You can find out the benefits of using these classroom ideas in Key Stages 3 or 4 to build on pupils' experiences of Shakespeare. This includes using rehearsal for exploration and enjoyment, developing transferable skills and creating an environment for learning.
Build on experiences
Build on pupils' experiences from Years 7 and 8 or earlier and develop their skills in responding to and analysing challenging texts and ideas. Use these ideas in an existing or new scheme of work for Year 9 which:
- explores play texts
- develops reading and writing skills
- engages with speaking and listening contexts and strategies.
You can also use these resources in GCSE controlled assessments or other assessment tasks. Refer to the later units for extended, project-style assignments.
Use rehearsal for exploration and enjoyment
You can use class rehearsal to explore the text by highlighting key ideas about character and motivation, themes and action. By actively engaging with the text in rehearsal, you and your pupils can ‘test the words’, as Neil Bartlett of the Royal Shakespeare Company (RSC) puts it. Try out interpretations, question the obvious and creatively apply what has been discussed or explored previously.
Address English objectives and assessment focuses
By addressing key elements and substrands of the Framework for English, you can create opportunities for shorter and more extended tasks which generate evidence in speaking and listening, reading and writing. The relevant assessment focuses are identified in each unit and any outcomes could contribute to Assessing Pupils’ Progress (APP). If you decide to use these materials at Key Stage 4, you can replace the assessment focuses with the assessment objectives for GCSE.
Develop transferable skills
The skills demonstrated, developed and applied are generic. They can be transferred to other plays by Shakespeare and other dramatists, with pupils learning how to test their own ideas against a writer's own concerns and language.
Create an environment for learning
You could have a ‘living display’ on the classroom wall where pupils can add representations of Romeo and Juliet. They can comment, revise and review as you continue to explore the play. You could create an area for Verona designs (see Unit 10, lessons 15 and 16) in which pupils can add ideas, drawings, designs and images. You could display key vocabulary, powerful language and viewpoints for pupils to use when writing and discussing the play.
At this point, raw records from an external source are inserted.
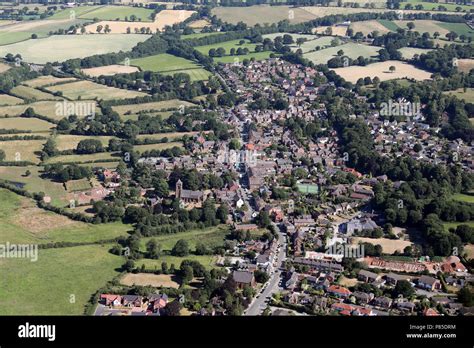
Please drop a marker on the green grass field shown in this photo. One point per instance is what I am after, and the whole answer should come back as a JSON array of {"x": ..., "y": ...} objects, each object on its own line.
[
  {"x": 211, "y": 237},
  {"x": 7, "y": 38},
  {"x": 60, "y": 282},
  {"x": 118, "y": 12},
  {"x": 388, "y": 24},
  {"x": 170, "y": 65},
  {"x": 468, "y": 96},
  {"x": 72, "y": 46},
  {"x": 25, "y": 124},
  {"x": 352, "y": 50},
  {"x": 434, "y": 6},
  {"x": 23, "y": 222}
]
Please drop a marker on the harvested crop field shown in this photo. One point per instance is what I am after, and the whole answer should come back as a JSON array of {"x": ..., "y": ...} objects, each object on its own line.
[
  {"x": 162, "y": 19},
  {"x": 146, "y": 279},
  {"x": 381, "y": 70},
  {"x": 91, "y": 90},
  {"x": 261, "y": 14},
  {"x": 389, "y": 246},
  {"x": 109, "y": 70},
  {"x": 71, "y": 46}
]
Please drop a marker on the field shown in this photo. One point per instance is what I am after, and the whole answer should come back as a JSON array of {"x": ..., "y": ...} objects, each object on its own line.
[
  {"x": 30, "y": 93},
  {"x": 91, "y": 90},
  {"x": 262, "y": 14},
  {"x": 23, "y": 222},
  {"x": 228, "y": 45},
  {"x": 465, "y": 65},
  {"x": 367, "y": 27},
  {"x": 89, "y": 158},
  {"x": 161, "y": 146},
  {"x": 78, "y": 185},
  {"x": 58, "y": 276},
  {"x": 22, "y": 150},
  {"x": 352, "y": 50},
  {"x": 68, "y": 46},
  {"x": 169, "y": 64},
  {"x": 162, "y": 19},
  {"x": 211, "y": 237},
  {"x": 69, "y": 142},
  {"x": 389, "y": 246},
  {"x": 149, "y": 107},
  {"x": 51, "y": 109},
  {"x": 116, "y": 13},
  {"x": 335, "y": 30},
  {"x": 146, "y": 279},
  {"x": 381, "y": 70},
  {"x": 25, "y": 124},
  {"x": 6, "y": 99},
  {"x": 109, "y": 70},
  {"x": 43, "y": 81},
  {"x": 409, "y": 52},
  {"x": 468, "y": 96}
]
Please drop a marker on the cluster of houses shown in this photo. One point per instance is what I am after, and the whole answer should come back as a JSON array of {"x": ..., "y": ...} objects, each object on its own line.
[{"x": 135, "y": 305}]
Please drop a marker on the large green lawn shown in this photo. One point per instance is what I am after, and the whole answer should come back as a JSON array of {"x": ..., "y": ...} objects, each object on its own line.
[
  {"x": 211, "y": 237},
  {"x": 22, "y": 222},
  {"x": 60, "y": 282},
  {"x": 117, "y": 12},
  {"x": 170, "y": 65}
]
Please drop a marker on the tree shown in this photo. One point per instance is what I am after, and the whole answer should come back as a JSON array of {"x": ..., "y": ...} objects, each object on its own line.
[
  {"x": 153, "y": 249},
  {"x": 173, "y": 308},
  {"x": 181, "y": 248}
]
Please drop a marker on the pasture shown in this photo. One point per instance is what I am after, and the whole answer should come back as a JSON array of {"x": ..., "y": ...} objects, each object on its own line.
[
  {"x": 91, "y": 90},
  {"x": 109, "y": 70},
  {"x": 71, "y": 46},
  {"x": 151, "y": 107},
  {"x": 146, "y": 279},
  {"x": 162, "y": 19},
  {"x": 22, "y": 150},
  {"x": 58, "y": 276},
  {"x": 29, "y": 93},
  {"x": 262, "y": 14},
  {"x": 26, "y": 124},
  {"x": 169, "y": 65},
  {"x": 6, "y": 99},
  {"x": 381, "y": 70},
  {"x": 352, "y": 50}
]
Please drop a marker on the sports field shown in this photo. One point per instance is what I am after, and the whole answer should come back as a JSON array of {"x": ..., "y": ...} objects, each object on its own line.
[{"x": 69, "y": 46}]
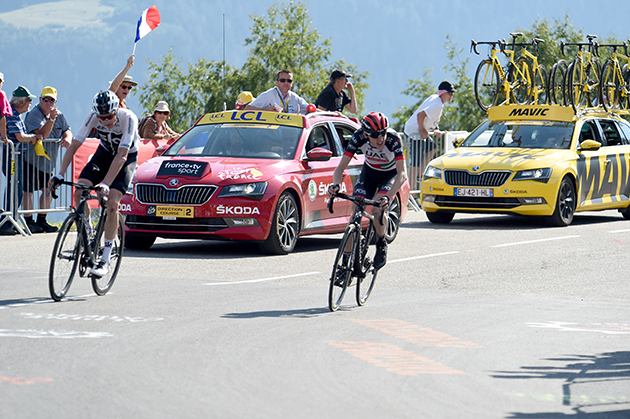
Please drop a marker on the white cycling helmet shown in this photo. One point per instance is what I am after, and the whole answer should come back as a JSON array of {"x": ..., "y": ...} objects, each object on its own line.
[{"x": 105, "y": 102}]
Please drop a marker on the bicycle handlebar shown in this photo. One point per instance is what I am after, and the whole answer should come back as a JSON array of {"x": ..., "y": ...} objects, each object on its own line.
[
  {"x": 57, "y": 182},
  {"x": 359, "y": 200}
]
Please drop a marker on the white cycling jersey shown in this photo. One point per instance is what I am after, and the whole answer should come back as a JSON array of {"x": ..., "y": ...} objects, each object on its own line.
[{"x": 124, "y": 133}]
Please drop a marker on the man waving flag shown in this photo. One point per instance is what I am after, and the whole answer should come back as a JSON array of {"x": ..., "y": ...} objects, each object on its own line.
[{"x": 149, "y": 20}]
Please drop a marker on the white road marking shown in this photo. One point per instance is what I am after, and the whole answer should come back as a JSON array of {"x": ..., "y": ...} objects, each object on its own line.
[
  {"x": 535, "y": 241},
  {"x": 263, "y": 279},
  {"x": 422, "y": 257}
]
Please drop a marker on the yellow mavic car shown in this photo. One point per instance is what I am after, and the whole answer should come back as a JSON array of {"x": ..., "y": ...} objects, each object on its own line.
[{"x": 533, "y": 160}]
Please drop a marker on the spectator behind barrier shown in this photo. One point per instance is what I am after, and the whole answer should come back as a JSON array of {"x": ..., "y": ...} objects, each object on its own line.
[
  {"x": 154, "y": 126},
  {"x": 280, "y": 98},
  {"x": 16, "y": 132},
  {"x": 45, "y": 119}
]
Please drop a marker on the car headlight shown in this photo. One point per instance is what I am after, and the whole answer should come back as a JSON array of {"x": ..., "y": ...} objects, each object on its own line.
[
  {"x": 540, "y": 175},
  {"x": 247, "y": 190},
  {"x": 433, "y": 172}
]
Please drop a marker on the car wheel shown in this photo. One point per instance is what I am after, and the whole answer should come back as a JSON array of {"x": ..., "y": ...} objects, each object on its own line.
[
  {"x": 138, "y": 242},
  {"x": 440, "y": 217},
  {"x": 565, "y": 205},
  {"x": 285, "y": 227},
  {"x": 393, "y": 221}
]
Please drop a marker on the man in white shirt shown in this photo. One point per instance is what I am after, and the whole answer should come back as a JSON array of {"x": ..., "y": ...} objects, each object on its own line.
[
  {"x": 279, "y": 98},
  {"x": 421, "y": 125}
]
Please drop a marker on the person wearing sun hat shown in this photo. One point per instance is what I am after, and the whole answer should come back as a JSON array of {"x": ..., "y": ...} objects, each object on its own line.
[
  {"x": 16, "y": 133},
  {"x": 154, "y": 126},
  {"x": 244, "y": 99},
  {"x": 333, "y": 97},
  {"x": 424, "y": 123},
  {"x": 45, "y": 119}
]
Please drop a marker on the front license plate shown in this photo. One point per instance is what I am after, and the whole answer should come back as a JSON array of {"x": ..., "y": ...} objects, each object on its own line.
[
  {"x": 485, "y": 193},
  {"x": 174, "y": 212}
]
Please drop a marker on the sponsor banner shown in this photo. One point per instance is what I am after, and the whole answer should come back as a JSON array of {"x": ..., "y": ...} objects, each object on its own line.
[
  {"x": 531, "y": 113},
  {"x": 254, "y": 117},
  {"x": 182, "y": 168}
]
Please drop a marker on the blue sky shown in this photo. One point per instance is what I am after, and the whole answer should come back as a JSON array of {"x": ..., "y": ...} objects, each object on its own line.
[{"x": 79, "y": 45}]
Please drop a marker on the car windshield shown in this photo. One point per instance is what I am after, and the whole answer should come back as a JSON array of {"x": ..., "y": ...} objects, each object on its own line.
[
  {"x": 522, "y": 134},
  {"x": 238, "y": 140}
]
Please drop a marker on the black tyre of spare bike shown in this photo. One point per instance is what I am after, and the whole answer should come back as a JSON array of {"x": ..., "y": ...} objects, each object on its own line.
[{"x": 487, "y": 84}]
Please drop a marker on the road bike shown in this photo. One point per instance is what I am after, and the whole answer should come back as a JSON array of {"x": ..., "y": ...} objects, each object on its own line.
[
  {"x": 359, "y": 264},
  {"x": 614, "y": 78},
  {"x": 519, "y": 82},
  {"x": 79, "y": 245},
  {"x": 583, "y": 74}
]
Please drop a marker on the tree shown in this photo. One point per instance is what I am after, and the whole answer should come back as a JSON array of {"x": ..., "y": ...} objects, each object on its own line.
[{"x": 281, "y": 40}]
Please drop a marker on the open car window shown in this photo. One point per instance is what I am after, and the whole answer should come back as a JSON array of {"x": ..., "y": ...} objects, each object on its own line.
[
  {"x": 238, "y": 140},
  {"x": 523, "y": 134}
]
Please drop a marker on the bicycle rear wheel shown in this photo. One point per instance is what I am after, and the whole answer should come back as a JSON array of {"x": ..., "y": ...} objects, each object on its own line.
[
  {"x": 65, "y": 257},
  {"x": 102, "y": 284},
  {"x": 365, "y": 284},
  {"x": 342, "y": 270},
  {"x": 487, "y": 84},
  {"x": 520, "y": 79},
  {"x": 610, "y": 86}
]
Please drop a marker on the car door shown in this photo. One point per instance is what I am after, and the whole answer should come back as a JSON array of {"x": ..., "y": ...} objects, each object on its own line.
[
  {"x": 599, "y": 171},
  {"x": 317, "y": 176}
]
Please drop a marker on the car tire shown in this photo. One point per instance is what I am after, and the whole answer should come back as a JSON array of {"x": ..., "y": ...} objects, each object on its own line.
[
  {"x": 565, "y": 205},
  {"x": 393, "y": 221},
  {"x": 138, "y": 242},
  {"x": 440, "y": 217},
  {"x": 285, "y": 227}
]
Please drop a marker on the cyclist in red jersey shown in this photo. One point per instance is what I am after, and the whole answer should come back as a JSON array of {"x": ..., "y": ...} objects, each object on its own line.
[{"x": 382, "y": 175}]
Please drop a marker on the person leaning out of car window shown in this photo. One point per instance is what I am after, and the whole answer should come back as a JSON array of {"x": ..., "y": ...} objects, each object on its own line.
[{"x": 155, "y": 127}]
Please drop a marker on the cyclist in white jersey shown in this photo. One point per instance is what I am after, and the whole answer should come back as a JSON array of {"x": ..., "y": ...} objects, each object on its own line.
[
  {"x": 112, "y": 165},
  {"x": 382, "y": 175}
]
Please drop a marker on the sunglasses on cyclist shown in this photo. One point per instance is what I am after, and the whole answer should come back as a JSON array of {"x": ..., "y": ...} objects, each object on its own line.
[
  {"x": 377, "y": 134},
  {"x": 106, "y": 117}
]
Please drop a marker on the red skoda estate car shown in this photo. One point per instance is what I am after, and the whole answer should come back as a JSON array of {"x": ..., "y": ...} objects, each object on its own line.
[{"x": 247, "y": 175}]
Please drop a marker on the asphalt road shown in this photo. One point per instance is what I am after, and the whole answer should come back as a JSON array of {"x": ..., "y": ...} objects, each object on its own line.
[{"x": 487, "y": 317}]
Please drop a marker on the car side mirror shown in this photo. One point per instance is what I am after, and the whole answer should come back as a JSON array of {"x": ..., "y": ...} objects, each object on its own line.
[
  {"x": 319, "y": 154},
  {"x": 590, "y": 145}
]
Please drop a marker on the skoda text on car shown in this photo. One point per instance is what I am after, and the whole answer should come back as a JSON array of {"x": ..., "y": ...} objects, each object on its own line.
[
  {"x": 534, "y": 160},
  {"x": 247, "y": 175}
]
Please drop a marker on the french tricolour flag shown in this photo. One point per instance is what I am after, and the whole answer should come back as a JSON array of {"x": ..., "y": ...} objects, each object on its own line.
[{"x": 149, "y": 20}]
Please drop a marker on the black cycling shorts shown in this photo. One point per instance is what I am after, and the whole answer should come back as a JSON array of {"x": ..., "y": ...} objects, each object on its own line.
[
  {"x": 372, "y": 181},
  {"x": 96, "y": 169}
]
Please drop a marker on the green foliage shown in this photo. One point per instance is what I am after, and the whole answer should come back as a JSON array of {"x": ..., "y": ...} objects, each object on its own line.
[{"x": 281, "y": 40}]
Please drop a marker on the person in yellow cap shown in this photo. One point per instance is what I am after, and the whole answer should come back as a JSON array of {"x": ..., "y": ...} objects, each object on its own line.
[
  {"x": 244, "y": 99},
  {"x": 40, "y": 159}
]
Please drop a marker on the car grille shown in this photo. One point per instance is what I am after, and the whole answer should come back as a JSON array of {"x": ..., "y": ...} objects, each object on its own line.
[
  {"x": 180, "y": 225},
  {"x": 465, "y": 178},
  {"x": 476, "y": 202},
  {"x": 184, "y": 195}
]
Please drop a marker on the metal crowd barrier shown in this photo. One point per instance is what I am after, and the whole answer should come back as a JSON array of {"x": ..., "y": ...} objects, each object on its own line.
[
  {"x": 416, "y": 160},
  {"x": 21, "y": 168}
]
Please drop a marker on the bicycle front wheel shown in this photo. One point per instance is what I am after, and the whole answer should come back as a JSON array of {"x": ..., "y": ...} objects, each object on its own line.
[
  {"x": 365, "y": 284},
  {"x": 610, "y": 86},
  {"x": 65, "y": 257},
  {"x": 487, "y": 82},
  {"x": 342, "y": 269},
  {"x": 102, "y": 284}
]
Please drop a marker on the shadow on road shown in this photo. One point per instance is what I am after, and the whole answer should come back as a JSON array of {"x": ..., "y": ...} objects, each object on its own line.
[
  {"x": 594, "y": 386},
  {"x": 299, "y": 313}
]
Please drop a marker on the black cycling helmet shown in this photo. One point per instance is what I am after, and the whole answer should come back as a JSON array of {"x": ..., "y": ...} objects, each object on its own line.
[
  {"x": 375, "y": 123},
  {"x": 105, "y": 102}
]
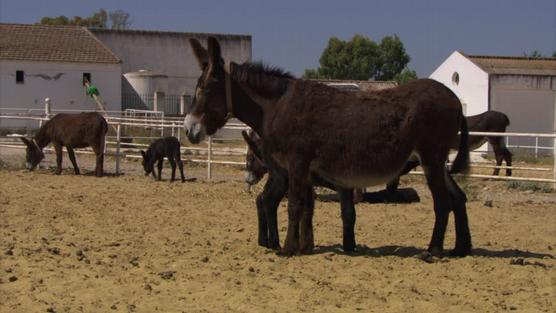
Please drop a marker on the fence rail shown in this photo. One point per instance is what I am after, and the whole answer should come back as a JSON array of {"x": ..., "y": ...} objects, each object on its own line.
[{"x": 175, "y": 124}]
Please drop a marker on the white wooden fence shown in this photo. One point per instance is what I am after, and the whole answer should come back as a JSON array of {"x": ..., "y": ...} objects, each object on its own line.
[{"x": 176, "y": 124}]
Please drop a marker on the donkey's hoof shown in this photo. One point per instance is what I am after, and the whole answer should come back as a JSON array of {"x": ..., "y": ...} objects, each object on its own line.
[
  {"x": 460, "y": 252},
  {"x": 286, "y": 252},
  {"x": 436, "y": 251}
]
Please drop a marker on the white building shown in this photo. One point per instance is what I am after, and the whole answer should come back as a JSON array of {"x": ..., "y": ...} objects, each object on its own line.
[
  {"x": 522, "y": 88},
  {"x": 40, "y": 61}
]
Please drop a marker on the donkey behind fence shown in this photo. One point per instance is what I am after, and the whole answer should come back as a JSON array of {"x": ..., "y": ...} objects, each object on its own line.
[{"x": 309, "y": 127}]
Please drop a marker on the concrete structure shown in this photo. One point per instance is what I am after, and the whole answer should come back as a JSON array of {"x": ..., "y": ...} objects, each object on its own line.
[
  {"x": 168, "y": 54},
  {"x": 39, "y": 61},
  {"x": 523, "y": 88}
]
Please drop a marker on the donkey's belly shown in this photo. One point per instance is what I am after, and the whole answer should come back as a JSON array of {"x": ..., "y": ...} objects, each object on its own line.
[{"x": 358, "y": 179}]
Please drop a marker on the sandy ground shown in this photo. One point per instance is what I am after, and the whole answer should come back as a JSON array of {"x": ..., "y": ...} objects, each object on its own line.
[{"x": 130, "y": 244}]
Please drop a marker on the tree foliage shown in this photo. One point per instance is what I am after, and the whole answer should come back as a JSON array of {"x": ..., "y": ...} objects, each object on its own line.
[
  {"x": 361, "y": 58},
  {"x": 118, "y": 19}
]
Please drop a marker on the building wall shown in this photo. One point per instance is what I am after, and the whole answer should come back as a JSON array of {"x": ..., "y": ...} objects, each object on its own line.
[
  {"x": 169, "y": 53},
  {"x": 61, "y": 82},
  {"x": 529, "y": 102},
  {"x": 472, "y": 88}
]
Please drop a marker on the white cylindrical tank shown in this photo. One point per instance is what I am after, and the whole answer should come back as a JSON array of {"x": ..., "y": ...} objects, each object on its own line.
[
  {"x": 146, "y": 82},
  {"x": 140, "y": 90}
]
Develop and support writing
The lesson plans and ideas focus primarily on active approaches to learning, encouraging discussion and other speaking and listening work. You will also find advice on developing extended essay analyses or arguments. When writing is a key outcome, model the types of writing proposed. Provide opportunities for pupils to build and develop the ideas and interpretations they articulate in speech.
The rehearsal shown on the accompanying clips was in preparation for the RSC's production of Romeo and Juliet in 2008, with David Dawson playing Romeo and Laura Rees as Juliet. Laura Rees had to withdraw before the final production and was replaced by Anneika Rose.